Many rescue centres have reported a surge in unwanted animals
as the country comes out of Covid restrictions.
Rabbits are no exception, and many centres are full to bursting. One large rehoming charity has over 200 rabbits on its waiting list, and has seen adoptions down 60% compared to the previous year. Costs are also rising strongly, and we hear of many small centres closing. We turn down many more requests than we can fulfil, and with low adoptions the situation is made worse.
How you can help 1:
We always need fosterers.
We are lucky to have a great team of fosterers here at HAWS, as rabbits need a good sized hutch and a secure outside space to run in for exercise. We keep all our rabbits outdoors, as they can cope with the British weather, though the recent heavy rains would have been frustrating for carers and rabbits. We would never have enough fosterers to meet demand, but a few extra fosterers is always useful, as it give us flexibility in covering holidays and emergencies. Given the current low level of adoptions, it can be a long term commitment.
We prefer to rehome rabbits in bonded pairs, as they are social animals and will be much happier with a mate. We recently were able to bond our sole single rabbit with an adopter’s own rabbit, both having recently lost their partners. Bonding is challenging, and is not something we can routinely offer.
HAWS can help get you set up for fostering, so if you’re interested, drop us a line and we can talk through what’s required.
How you can help 2:
If you have the space and the time, rabbits make charming pets, but do have their challenges, so if you’ve not had rabbits before, you should research what is required. A great site for all bunny related information is rabbitwelfare.co.uk.

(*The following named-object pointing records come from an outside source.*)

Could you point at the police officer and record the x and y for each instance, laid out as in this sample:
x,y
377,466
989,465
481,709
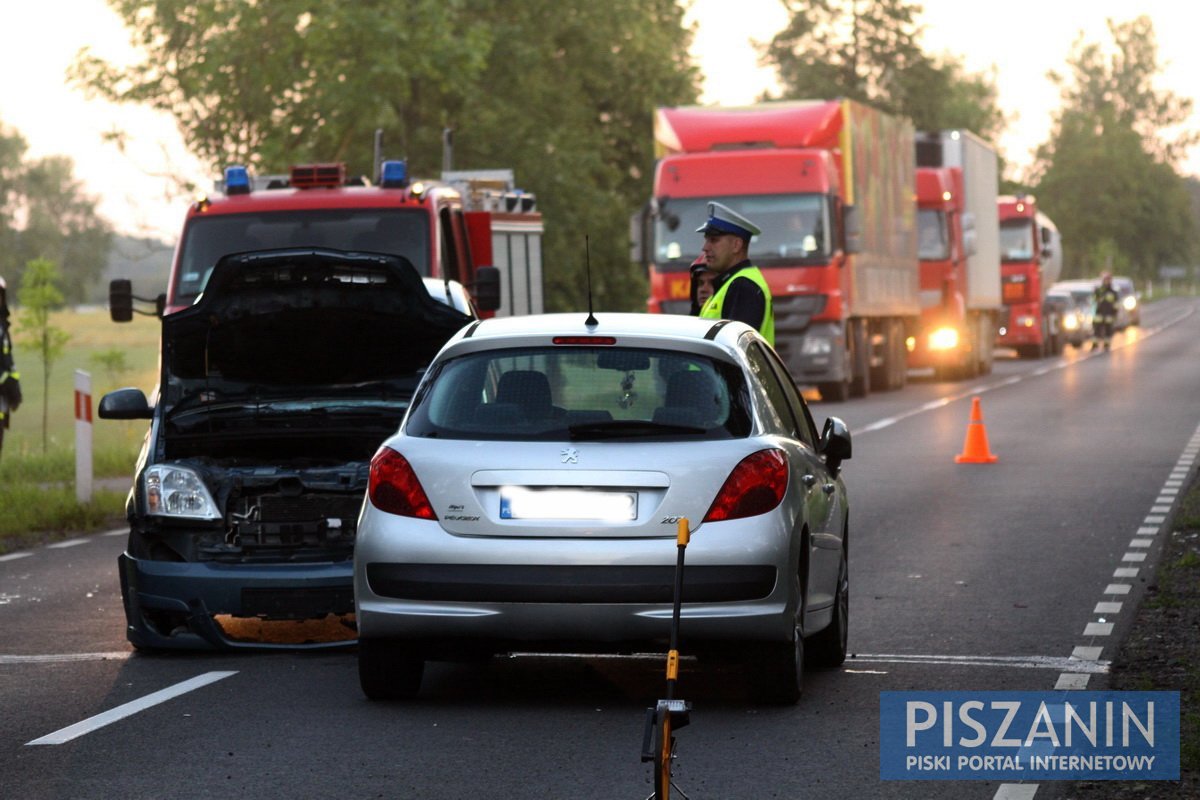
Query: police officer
x,y
1105,314
741,289
10,379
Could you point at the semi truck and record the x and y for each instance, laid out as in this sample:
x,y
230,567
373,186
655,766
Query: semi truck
x,y
959,247
832,186
1031,260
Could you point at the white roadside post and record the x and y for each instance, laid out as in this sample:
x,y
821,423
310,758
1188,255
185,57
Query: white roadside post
x,y
83,435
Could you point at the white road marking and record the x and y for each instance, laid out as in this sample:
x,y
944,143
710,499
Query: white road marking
x,y
1072,681
1019,662
1086,654
129,709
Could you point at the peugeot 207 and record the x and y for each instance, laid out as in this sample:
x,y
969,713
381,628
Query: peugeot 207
x,y
275,389
531,499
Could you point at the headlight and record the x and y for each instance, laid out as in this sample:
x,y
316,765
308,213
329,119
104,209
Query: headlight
x,y
943,338
178,492
816,346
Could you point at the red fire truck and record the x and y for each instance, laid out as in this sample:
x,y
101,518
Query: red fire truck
x,y
445,228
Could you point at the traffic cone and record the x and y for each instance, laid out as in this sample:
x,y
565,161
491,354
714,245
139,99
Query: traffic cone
x,y
975,449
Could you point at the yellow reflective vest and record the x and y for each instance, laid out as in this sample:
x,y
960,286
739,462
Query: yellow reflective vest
x,y
713,308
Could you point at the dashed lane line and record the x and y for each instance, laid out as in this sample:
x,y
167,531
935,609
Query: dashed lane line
x,y
129,709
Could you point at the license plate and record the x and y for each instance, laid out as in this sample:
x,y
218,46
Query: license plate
x,y
568,504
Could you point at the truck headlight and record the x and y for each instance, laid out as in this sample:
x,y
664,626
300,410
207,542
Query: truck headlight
x,y
816,346
943,338
178,492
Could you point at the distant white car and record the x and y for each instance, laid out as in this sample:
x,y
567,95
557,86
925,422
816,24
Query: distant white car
x,y
532,495
1129,311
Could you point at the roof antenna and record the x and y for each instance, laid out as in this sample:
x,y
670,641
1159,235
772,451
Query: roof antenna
x,y
591,322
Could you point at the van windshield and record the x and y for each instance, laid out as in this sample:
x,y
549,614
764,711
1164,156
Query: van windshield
x,y
397,232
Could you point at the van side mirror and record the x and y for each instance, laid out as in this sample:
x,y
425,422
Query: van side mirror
x,y
126,403
835,444
120,300
485,290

We follow their 5 rabbit welfare needs: be able to display their natural behaviours; have the companionship of at least one other rabbit; have a natural diet; live in the right accommodation; be healthy rabbits – i.e., neutered and vaccinated.

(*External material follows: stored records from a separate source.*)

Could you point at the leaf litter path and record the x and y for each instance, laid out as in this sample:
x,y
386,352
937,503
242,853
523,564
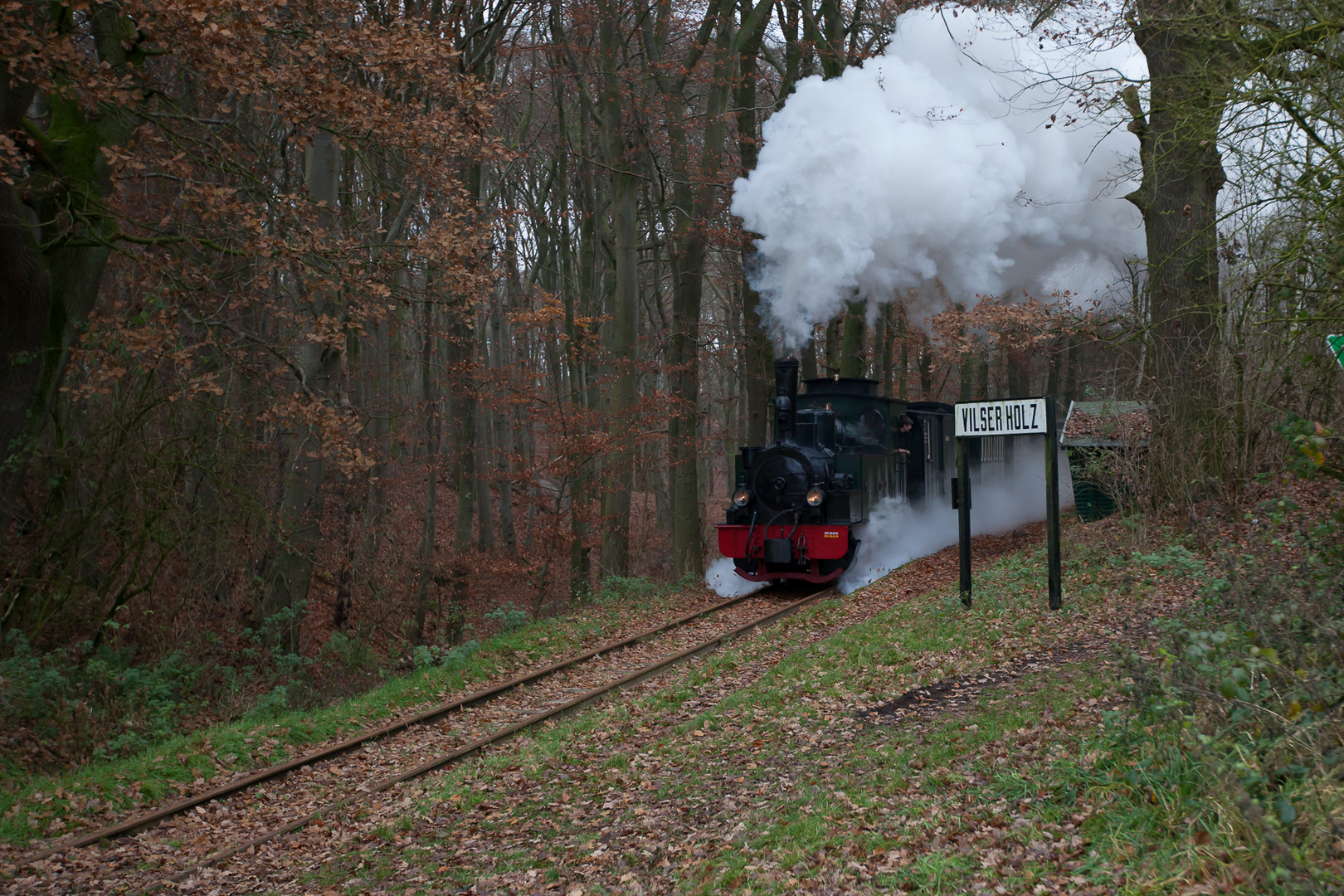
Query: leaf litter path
x,y
186,840
281,865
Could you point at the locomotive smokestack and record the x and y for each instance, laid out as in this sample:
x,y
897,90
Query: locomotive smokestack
x,y
785,397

Here’s two of our bunny pairs looking for homes:
Bert and Ernie are 4 year old brothers – a lively and adventurous pair! Both are friendly, and love head rubs.
Acer and Oak are brothers, still under a year old. They arrived with their mum and litter mates after being rescued from an overcrowded house. Both are gentle and friendly. They love being out and about in their run. They will happily interact with you and are easy to handle.